Mme Hammond announces a new deployment of this artistic and inclusive approach in a larger version. “With The Extraordinary City, we will give a voice to diverse seniors. We conduct interviews with many immigrants or people on the margins of society, such as elders who are members of the Asian or indigenous community or sex workers, who have a spatial and political knowledge of the fantastic city”, rejoices- she. This project, which will take place over three years, will culminate in an exhibition at the Center des Mémoires Montréalaises in the spring of 2024.
Change of look
The inadequacy of public policies was glaringly revealed during the pandemic with the drama of the CHSLDs, or during heat waves (in 2018, the majority of the 66 people who died in Montreal were seniors), recalls Constance Lafontaine. “Seniors stopped us during the heat wave because their landlords did not allow them to install air conditioning in their homes,” says the assistant director of ACT, pointing out that 51% of older Montrealers are tenants. In the age of pandemics and global warming, it’s time to rethink the impact of our decisions.
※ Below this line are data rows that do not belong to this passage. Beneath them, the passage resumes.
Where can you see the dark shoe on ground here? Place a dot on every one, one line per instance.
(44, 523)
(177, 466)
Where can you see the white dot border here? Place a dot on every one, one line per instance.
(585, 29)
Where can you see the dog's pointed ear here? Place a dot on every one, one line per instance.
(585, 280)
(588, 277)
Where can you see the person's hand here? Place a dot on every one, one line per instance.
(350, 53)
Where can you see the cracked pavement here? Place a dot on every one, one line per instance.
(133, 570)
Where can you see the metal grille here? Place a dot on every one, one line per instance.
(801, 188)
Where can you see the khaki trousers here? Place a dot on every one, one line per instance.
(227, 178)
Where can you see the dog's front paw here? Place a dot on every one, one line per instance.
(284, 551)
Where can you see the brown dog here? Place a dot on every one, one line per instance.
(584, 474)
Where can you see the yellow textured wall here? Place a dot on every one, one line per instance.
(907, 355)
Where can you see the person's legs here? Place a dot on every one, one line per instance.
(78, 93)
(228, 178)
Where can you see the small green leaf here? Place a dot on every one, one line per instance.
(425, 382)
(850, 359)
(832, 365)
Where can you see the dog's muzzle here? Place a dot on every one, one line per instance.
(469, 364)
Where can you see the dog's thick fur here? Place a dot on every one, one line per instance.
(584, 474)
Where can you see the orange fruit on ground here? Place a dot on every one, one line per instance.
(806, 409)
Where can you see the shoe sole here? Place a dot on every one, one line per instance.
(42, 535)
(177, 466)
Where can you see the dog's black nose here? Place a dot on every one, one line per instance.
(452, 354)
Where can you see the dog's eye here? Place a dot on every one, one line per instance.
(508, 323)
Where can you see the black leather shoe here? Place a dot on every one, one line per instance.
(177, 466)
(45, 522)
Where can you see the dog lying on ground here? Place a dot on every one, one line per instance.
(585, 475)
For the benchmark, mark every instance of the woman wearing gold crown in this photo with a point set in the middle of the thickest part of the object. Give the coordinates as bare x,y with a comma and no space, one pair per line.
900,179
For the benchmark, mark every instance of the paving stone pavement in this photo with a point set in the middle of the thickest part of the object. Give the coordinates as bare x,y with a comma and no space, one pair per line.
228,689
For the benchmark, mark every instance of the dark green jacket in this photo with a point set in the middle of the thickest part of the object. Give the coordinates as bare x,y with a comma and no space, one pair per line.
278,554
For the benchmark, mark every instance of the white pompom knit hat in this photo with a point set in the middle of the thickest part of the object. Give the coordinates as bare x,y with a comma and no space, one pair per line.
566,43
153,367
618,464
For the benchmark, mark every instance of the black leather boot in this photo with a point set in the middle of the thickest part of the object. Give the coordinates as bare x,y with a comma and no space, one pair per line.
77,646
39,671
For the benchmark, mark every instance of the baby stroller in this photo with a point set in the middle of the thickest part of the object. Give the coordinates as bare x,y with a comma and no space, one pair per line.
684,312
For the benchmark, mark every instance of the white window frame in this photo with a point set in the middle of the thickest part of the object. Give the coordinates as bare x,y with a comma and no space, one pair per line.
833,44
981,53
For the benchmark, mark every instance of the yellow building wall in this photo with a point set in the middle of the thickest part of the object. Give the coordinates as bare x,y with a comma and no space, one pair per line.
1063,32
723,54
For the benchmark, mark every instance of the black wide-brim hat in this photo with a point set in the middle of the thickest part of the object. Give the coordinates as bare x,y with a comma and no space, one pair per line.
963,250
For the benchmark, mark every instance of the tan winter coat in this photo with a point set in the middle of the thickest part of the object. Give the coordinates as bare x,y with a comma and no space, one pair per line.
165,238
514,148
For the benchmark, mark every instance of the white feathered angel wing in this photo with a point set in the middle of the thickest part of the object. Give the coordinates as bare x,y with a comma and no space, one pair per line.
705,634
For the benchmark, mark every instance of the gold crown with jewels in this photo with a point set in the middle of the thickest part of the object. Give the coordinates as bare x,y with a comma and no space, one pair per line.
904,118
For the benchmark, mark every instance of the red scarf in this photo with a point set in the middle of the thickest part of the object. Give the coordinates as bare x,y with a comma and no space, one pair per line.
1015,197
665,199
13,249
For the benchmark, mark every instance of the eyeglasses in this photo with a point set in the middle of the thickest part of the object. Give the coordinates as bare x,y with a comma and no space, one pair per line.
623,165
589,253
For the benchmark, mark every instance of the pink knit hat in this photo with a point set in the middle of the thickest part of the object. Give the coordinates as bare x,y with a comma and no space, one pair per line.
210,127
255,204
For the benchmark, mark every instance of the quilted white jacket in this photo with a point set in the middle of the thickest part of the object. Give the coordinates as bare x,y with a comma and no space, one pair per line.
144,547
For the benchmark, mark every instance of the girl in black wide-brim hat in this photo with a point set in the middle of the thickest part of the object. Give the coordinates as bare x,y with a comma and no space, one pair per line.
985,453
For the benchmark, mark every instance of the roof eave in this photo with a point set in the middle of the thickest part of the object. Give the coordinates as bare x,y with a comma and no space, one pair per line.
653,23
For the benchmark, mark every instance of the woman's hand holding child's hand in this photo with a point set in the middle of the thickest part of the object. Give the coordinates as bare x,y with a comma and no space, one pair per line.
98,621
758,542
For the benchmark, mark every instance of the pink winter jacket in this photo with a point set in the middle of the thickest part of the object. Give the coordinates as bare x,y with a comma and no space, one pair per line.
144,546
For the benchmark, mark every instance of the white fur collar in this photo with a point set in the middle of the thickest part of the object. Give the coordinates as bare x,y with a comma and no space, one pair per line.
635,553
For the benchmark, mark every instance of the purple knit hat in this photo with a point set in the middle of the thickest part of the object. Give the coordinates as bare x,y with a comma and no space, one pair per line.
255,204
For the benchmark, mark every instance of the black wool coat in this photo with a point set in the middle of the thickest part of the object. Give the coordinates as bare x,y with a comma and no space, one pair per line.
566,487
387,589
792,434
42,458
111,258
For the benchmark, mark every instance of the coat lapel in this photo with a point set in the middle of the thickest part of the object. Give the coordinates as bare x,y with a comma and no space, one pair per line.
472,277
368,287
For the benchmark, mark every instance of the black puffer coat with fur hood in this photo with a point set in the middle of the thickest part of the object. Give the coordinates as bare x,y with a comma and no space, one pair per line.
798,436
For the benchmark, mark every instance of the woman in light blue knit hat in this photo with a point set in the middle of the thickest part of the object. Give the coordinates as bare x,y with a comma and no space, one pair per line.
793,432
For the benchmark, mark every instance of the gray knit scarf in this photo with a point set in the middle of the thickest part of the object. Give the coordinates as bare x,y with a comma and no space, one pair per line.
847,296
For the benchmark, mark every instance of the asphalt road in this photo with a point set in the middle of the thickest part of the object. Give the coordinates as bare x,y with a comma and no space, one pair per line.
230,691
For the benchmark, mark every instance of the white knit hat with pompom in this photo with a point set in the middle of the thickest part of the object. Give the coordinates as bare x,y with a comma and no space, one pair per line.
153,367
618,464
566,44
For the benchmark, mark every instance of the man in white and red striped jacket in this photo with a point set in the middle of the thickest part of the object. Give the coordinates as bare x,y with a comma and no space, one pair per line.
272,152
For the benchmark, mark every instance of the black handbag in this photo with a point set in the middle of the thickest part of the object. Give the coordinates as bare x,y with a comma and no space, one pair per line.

Elders have a lot to teach us, and one of them is that getting old is not a disaster. “We need to think about aging in terms of wealth,” said Constance Lafontaine, who was shocked by the campaign slogan “ Never grow up launched in 2018 by Tourisme Montréal. “Why can’t we associate fun and pleasure with an older population? she wonders. Cynthia Hammond agrees. For the professor, it is important that our society perceives aging “not as a gray tsunami, but as a silver wave”.